On a rarement été aussi heureux que ce soir à l’Opéra de Paris. Pourtant il n’y a aucune star à l’affiche, ni tube lyrique ni ballet du répertoire ! Et la salle du Palais Garnier est archi-comble. Sont à l’honneur la crème des jeunes talents « maison », les élèves de l’École de Danse d’une part, les chanteurs de l’Académie et quelques membres de la nouvelle Troupe lyrique de l’Opéra, d’autre part. L’idée formidable du spectacle est d’associer dans une même soirée deux œuvres majeures de Ravel, le ballet Ma mère l’Oye et la « fantaisie lyrique » L’Enfant et les sortilèges, réunies par l’esprit d’enfance, la magie des contes de Perrault et le bestiaire enchanté de Colette.
La réussite est presque totale. Presque, parce qu’il a manqué dans la fosse le magicien de la baguette qui aurait pu enchanter les partitions si parfaites de Ravel. Ma mère l’Oye – qu'il s'agisse du ballet complet comme ce soir, ou de la suite d’orchestre qu’on donne généralement en concert – est un bijou d’orchestration, de magie sonore, de timbres féeriques. On a eu du mal à trouver toutes ces qualités sous la houlette routinière du chef allemand Patrick Lange, sans doute peu familier de la musique française. Le risque était moindre dans L’Enfant et les sortilèges où tous les tableaux sont réglés comme une mécanique de précision, sauf dans les passages plus oniriques où manque la dimension mystérieuse.
Mais ce qui se passe sur scène compense très largement la relative banalité de la fosse. Ma mère l’Oye est un enchantement de tous les instants.

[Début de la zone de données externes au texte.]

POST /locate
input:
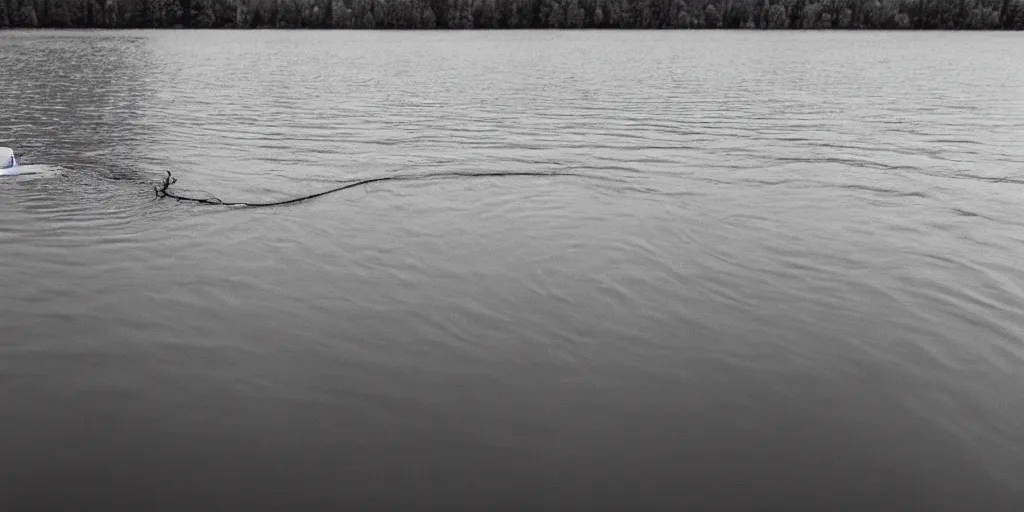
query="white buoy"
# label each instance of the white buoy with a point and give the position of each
(8, 165)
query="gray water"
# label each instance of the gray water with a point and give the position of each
(791, 278)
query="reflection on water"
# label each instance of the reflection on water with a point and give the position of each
(801, 288)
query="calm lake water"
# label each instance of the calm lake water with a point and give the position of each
(791, 278)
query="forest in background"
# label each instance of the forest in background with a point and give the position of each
(813, 14)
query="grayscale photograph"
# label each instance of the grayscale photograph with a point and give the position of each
(512, 255)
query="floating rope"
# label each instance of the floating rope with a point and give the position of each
(164, 189)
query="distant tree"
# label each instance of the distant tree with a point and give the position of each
(776, 16)
(845, 18)
(713, 18)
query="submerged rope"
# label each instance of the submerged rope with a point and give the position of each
(164, 189)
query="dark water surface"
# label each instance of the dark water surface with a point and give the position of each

D’abord la simplicité d’un décor fait de quelques nuages blancs qui se meuvent au gré des douze tableaux du ballet, les lumières infiniment douces et chaudes qui enveloppent les danseurs, et les costumes eux aussi tout en nuances de blanc, qui se modifient imperceptiblement pour représenter successivement la Belle au bois dormant, la Belle et la Bête, le petit Poucet, Laideronnette, Curieuse et Barbe-Bleue, Le petit chaperon rouge et le loup, Les oiseaux, les Pagodes et les frères du petit Poucet.